L'esperienza acquisita nelle cause demaniali consentì al G. di assolvere a partire dal 5 genn. 1861 l'incarico di commissario ripartitore per la provincia di Terra di Lavoro (che ben conosceva, essendone originaria la moglie). La quotizzazione si rivelò però assai complessa, come in tutte le province, per la scarsa documentazione disponibile al fine di accertare i rispettivi diritti. Il G. diede conto del gran lavoro svolto, che aveva portato all'individuazione di circa mille vertenze, in una relazione conclusiva che in seguito pubblicò, dal momento che la questione demaniale non aveva perduto di attualità.
Nel 1862 divenne consigliere della Corte dei conti, riunificata a livello nazionale, in cui restò sino al congedo (1890) con il grado di presidente di sezione. Tale incarico gli consentì, nel 1876, l'ingresso al Senato, all'indomani della rivoluzione parlamentare che aveva segnato, con l'avvento al potere della Sinistra, un più rilevante ruolo della deputazione meridionale, cui il G. era evidentemente rimasto legato.
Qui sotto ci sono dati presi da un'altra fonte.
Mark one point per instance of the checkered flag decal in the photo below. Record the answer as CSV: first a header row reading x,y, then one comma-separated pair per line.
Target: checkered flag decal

Fu membro della commissione per le Finanze (1876-78) e, probabilmente grazie alla sua posizione, ciascuno dei tre figli maschi si avviò a una brillante carriera pubblica: il primo nel mondo bancario, il secondo nell'esercito, il terzo nella diplomazia. Meritato il conferimento del titolo di cavaliere dell'Ordine dei Ss. Maurizio e Lazzaro e di quello della Corona d'Italia, con motu proprio del 28 maggio 1890 fu creato conte, con diritto di trasmissione ereditaria. Benché egli avesse presentato un'istanza in cui faceva riferimento alla nobilitazione della sua famiglia per via matrimoniale, il titolo comitale gli fu piuttosto riconosciuto in remunerazione "dei meriti e dei servigi insigni resi alla patria" (Arch. centr. dello Stato).
Morì a Roma il 24 dic. 1892 e fu commemorato in Senato, quattro giorni dopo, dal presidente D. Farini, dai colleghi G. Finali, F. Sprovieri, A. Calenda di Tavani, nonché dal ministro del Tesoro B. Grimaldi.
Fonti e Bibl.: Roma, Arch. centr. dello Stato, Consulta araldica, b. 262, f. 1868; Arch. di Stato di Napoli, Alta polizia, b. 17; Prefettura di Polizia, bb. 1640 II, 1766 II, 1883, 1904, 1993; Ministero di Polizia. Gabinetto, b. 1430; G. De Sivo, Storia delle Due Sicilie dal 1847 al 1861, II, Trieste 1868, p. 172; T. Sarti, Il Parlamento subalpino e nazionale, Torino 1896, p. 510; R. De Cesare, La fine di un Regno, Città di Castello 1900, passim; G.B. Masciotta, Il Molise dalle origini ai nostri giorni, II, Napoli 1915, pp. 368 s.; A. Saladino, Il tramonto di una capitale. Napoli e la Campania nella crisi finale della monarchia borbonica, Napoli 1961, p. 61; N. Ruotolo, Uomini illustri di Sepino, Matera 1971, pp. 63-86; A. Scirocco, Il Mezzogiorno nella crisi dell'unificazione (1860-61), Napoli 1981, p. 16; C. Lodolini Tupputi, Il Parlamento napoletano del 1848-1849. Storia dell'istituto e inventario dell'archivio, Roma 1992, pp. 166, 197, 199.